Snow Canyon coach James Brown said he probably should have called a timeout during the 12-0 run, but he wanted to see how his team reacted to adversity.
“I like to see if my kids can work through some things,” Brown said. “We’re at the point of the season when somebody out there has to step up and stop the bleeding without me having to use a timeout.”
In the second half, the Warriors got back on pace. Chandler Gines, who had 10 of his game-high 17 points after the break, came alive in the third quarter with eight points as Snow Canyon took a 45-43 lead into the fourth.
The Warriors’ offense, however, quickly dried up.
“Our goal was not allowing any easy shots,” said Thompson, recalling what the coaches preached before the fourth quarter. “Everything they got, they had to earn — even if it meant fouling them and making them earn it at the line.”
Gabe Jensen’s 3-pointer gave Snow Canyon a 48-45 lead, then reserve forward Quincy Matthews hit a jumper — his second of the fourth quarter — to close the gap to one. Following a defensive stop, Desert Hills executed exquisite offense in the halfcourt, setting up a reverse layup for Anderson to grab a 49-48 lead.
Then came the play of the night. With 2:29 to go, Thompson made a snap pass in the lane to Anderson, who sliced to the net for a bucket and foul. The Thunder’s lead climbed to four.
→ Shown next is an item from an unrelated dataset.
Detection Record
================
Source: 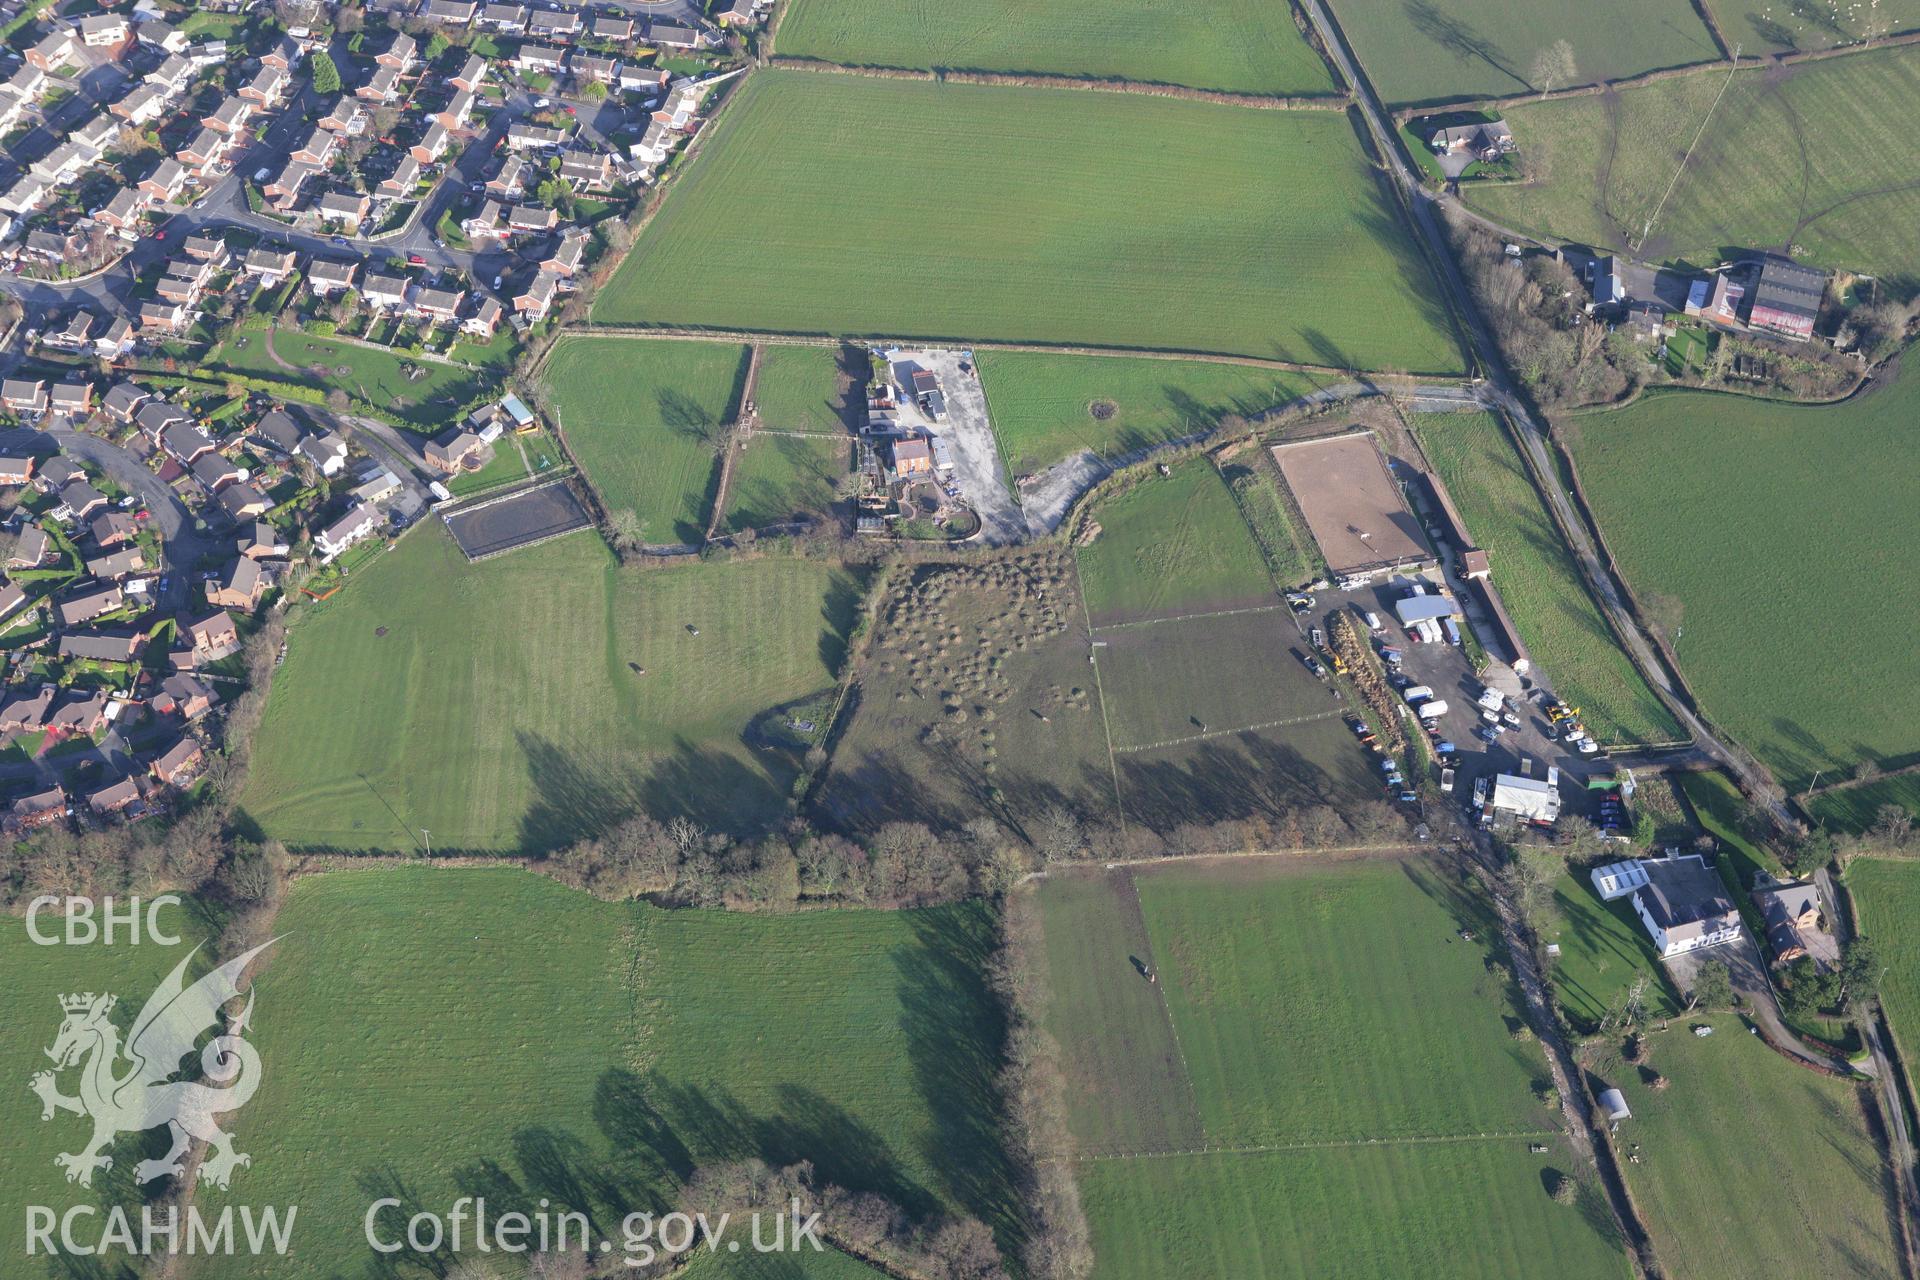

“I came off a curl, my teammate hit me and I saw Gottfredson step toward me out of the corner of my eye, so I dished to (Anderson) and he finished,” Thompson explained.
Turley said he was happy to see Anderson play with more aggressiveness in the second half. He had more fouls (two) than points (zero) in the first half.
For Anderson, executing at the line was a point of emphasis. He bricked a couple in the closing seconds in a narrow defeat at home to Snow Canyon on Jan. 16.
Not this time.
Said Anderson: “All game long their fans were yelling “choke” every time I touched the ball, so I’m glad I made it.”
Seven seconds later Gines was whistled for a charge.
The Warriors pressed on. Gottfredson scored in the lane to make it 52-50, but Anderson’s layup on a helter-skelter possession pushed the lead back to four. Gines made a floater with 42 seconds left to trim the deficit to two, but Desert Hills’ clutch free-throw shooting put the game away.
Thompson hit a pair — this in a one-and-one situation — and Williams sank both of his.
“I just tried to block out all the noise and focus on the free throws,” Thompson said. “It was a way-loud environment.”
And on this night, those not wearing black went home way disappointed.